Mensah’s attorney, Jonathan Cermele, told NPR station WUWM the judge heard evidence “from one side and one side only … We weren’t able to be involved, we weren’t able to cross-examine or provide witnesses,” he said. “The judge made a call on a very limited amount of evidence.”
Yamahiro said during court proceedings: “The evidence has shown that on June 23, 2016, Officer Mensah drove into Madison Park parking lot in 3:01 a.m., and positioned his vehicle approximately two car lengths facing the Anderson vehicle with his high beam lights on and his emergency flashing blue and red lights off. Failure to activate the emergency lights is significant because doing so would have automatically activated the dash camera of Officer Mensah’s SUV squad car.”
Yamahiro said Mensah should have realized that pulling out his weapon “created an unreasonable risk of death” and the officer could have deescalated the encounter simply by waiting for previously called backup to arrive. Severson said in a statement WUWM obtained that he “will be reviewing all of his options, and will have a more detailed statement and decision forthcoming.”
Attorney Kimberley Motley, who represents the families of Anderson, Cole, and Gonzales, told WUMW the John Doe process brought to light evidence the public simply wasn’t privy to. “We all know a Jay Anderson,” she said. “We all know a young guy who has a daughter who is just a good guy. And his daughter is now six years old. She will never have Jay Anderson in her life.
“You have a right to fight for justice as long as you do it within the legal avenues. I hope people understand and understand this is still a legal process and we all need to see how this plays out.”

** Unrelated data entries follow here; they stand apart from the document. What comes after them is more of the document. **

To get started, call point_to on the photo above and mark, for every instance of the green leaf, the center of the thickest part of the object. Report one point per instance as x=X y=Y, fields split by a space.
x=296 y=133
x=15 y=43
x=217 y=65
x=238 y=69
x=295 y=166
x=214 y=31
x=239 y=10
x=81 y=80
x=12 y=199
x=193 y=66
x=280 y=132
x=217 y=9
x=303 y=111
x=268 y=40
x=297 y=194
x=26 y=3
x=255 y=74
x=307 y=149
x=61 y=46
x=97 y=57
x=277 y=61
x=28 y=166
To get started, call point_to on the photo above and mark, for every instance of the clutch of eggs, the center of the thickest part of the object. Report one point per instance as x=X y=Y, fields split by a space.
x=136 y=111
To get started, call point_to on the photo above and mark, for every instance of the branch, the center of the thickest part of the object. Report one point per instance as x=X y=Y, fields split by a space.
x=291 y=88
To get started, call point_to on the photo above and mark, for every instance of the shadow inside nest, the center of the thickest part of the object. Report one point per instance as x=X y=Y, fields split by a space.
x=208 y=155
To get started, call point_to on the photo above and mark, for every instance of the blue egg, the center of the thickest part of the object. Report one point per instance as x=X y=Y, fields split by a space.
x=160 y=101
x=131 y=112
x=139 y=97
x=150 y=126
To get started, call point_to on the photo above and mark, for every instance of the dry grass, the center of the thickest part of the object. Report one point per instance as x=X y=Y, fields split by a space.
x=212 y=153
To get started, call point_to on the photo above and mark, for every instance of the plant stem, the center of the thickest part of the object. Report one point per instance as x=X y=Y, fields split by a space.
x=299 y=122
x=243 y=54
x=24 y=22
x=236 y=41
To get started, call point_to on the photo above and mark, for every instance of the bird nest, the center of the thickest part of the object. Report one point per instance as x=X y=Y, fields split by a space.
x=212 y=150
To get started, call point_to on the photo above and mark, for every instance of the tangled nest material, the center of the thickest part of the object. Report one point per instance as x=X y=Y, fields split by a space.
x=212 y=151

Motley also called Cermele’s response to the judge’s decision “pathetic” in an interview with criminal defense attorney and TV host Yodit Tewolde. “Mensah was also a witness that we subpoenaed with regards to this John Doe hearing,” Motley said. “We actually asked him, subpoenaed him to come and testify to tell his side of the story, but instead of coming, Mensah hid and he decided not to come to court and instead he sent his lawyer to argue that he has the right to remain silent, which is his constitutional right.” Motley said Mensah was “cowardly” when he decided not to come to court after controlling the narrative in the case publicly for the last five years. “And frankly, if he wants the world to hear his story, why isn’t Mensah doing interviews right now?” Motley asked. “Let him go out in front of the microphone and tell the world what happened cuz we’re listening.”
Anderson’s parents, Linda and Jay Anderson, told Tewolde they are thankful for Motley. “I felt a relief. This has been five years coming, and Kim brought it all out and we appreciate her as a lawyer,” Linda Anderson said. Jay Anderson added that he cried “tears of joy … It’s a step towards justice,” he said.